Climate simulations of major estuarine watersheds in the Mid-Atlantic region of the US

To better understand the implications of anthropogenic climate change for three major Mid-Atlantic estuaries (the Chesapeake Bay, the Delaware Bay, and the Hudson River Estuary), we analyzed the regional output of seven global climate models. The simulation given by the average of the models was generally superior to individual models, which differed dramatically in their ability to simulate twentieth-century climate. The model average had little bias in its mean temperature and precipitation and, except in the Lower Chesapeake Watershed, was able to capture the twentieth-century temperature trend.

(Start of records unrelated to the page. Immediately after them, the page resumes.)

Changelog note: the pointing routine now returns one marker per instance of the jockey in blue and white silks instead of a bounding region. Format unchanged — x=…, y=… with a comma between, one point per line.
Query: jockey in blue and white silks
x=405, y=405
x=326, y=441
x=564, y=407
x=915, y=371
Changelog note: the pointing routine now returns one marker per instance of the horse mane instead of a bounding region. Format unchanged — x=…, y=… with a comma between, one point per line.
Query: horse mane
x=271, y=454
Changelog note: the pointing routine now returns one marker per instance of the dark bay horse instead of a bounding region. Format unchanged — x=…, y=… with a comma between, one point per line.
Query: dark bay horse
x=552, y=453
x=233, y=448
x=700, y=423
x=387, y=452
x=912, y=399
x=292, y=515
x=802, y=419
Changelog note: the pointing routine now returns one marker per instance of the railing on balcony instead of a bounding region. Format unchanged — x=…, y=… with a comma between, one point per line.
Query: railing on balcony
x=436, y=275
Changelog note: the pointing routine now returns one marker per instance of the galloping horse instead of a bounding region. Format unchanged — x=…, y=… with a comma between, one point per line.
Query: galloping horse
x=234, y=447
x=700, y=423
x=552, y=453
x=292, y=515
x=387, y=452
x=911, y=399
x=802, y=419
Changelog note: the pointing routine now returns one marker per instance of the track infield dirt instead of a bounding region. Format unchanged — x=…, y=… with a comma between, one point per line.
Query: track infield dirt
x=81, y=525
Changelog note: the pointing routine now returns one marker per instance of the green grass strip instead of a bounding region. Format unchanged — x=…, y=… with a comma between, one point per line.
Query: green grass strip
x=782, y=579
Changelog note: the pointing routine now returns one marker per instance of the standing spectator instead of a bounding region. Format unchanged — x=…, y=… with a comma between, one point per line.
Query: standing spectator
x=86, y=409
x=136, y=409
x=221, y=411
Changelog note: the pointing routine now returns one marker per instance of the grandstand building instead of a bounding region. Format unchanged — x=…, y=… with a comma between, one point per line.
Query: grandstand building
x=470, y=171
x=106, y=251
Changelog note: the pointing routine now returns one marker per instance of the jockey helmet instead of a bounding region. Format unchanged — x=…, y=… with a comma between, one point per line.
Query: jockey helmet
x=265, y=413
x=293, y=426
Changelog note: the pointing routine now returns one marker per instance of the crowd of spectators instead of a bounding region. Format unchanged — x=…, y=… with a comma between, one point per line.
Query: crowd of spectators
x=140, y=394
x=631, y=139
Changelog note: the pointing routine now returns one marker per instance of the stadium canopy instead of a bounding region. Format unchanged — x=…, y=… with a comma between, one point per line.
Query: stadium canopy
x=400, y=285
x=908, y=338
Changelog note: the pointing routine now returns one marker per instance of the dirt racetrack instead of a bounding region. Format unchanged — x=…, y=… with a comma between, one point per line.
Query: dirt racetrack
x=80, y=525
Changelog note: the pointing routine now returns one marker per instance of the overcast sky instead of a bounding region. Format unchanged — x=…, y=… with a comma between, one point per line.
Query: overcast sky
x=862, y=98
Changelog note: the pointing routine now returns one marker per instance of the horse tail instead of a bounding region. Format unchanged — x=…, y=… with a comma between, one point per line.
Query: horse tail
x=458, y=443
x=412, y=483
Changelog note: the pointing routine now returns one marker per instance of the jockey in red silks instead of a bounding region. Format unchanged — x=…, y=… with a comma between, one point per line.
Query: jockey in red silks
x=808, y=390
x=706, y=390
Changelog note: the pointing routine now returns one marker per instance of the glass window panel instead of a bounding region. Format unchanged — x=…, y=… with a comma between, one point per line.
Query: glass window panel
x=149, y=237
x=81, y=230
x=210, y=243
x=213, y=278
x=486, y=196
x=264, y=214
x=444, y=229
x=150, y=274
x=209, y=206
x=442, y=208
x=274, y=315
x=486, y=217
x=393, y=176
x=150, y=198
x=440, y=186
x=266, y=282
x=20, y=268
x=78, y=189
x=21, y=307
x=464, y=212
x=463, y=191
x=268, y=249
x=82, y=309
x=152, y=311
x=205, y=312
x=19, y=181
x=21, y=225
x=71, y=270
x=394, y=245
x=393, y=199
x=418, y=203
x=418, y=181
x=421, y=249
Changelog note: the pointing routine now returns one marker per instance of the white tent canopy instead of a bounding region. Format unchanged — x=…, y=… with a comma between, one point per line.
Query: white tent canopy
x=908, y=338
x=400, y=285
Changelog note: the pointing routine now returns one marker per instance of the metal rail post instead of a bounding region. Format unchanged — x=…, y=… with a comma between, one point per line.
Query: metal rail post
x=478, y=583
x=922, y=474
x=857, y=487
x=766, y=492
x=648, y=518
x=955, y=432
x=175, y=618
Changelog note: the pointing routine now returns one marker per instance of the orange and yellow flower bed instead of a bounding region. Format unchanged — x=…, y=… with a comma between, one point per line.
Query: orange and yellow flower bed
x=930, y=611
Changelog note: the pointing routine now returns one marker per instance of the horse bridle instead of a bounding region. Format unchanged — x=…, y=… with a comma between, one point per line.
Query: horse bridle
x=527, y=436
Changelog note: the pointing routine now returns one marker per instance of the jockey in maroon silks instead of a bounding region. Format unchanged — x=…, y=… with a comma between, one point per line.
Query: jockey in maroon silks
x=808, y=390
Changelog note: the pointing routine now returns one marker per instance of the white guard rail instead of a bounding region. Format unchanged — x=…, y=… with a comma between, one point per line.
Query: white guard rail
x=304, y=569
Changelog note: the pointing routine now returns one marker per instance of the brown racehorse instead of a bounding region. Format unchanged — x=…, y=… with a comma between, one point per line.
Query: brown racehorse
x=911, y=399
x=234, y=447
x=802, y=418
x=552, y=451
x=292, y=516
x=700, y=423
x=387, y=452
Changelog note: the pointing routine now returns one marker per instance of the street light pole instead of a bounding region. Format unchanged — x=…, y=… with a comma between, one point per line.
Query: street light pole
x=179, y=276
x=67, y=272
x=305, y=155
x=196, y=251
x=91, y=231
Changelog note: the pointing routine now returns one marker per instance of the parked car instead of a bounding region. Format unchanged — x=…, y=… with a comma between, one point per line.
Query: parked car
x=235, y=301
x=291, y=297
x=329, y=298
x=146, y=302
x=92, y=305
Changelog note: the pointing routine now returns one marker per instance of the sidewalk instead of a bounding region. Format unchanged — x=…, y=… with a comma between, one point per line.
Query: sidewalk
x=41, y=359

Weaknesses in the model average were too much seasonality in temperature and precipitation, a shift in precipitation’s summer maximum to spring and winter minimum to fall, interannual variability that was too high in temperature and too low in precipitation, and inability to capture the twentieth-century precipitation increase. There is some evidence that model deficiencies are related to land surface parameterizations. All models warmed over the twenty-first century under the six greenhouse gas scenarios considered, with an increase of 4.7 ± 2.0°C (model mean ± 1 standard deviation) for the A2 scenario (a medium-high emission scenario) over the Chesapeake Bay Watershed by 2070–2099. Precipitation projections had much weaker consensus, with a corresponding increase of 3 ± 12% for the A2 scenario, but in winter there was a more consistent increase of 8 ± 7%. The projected climate averaged over the four best-performing models was significantly cooler and wetter than the projected seven-model-average climate. Precipitation projections were within the range of interannual variability but temperature projections were not. The implied research needs are for improvements in precipitation projections and a better understanding of the impacts of warming on streamflow and estuarine ecology and biogeochemistry.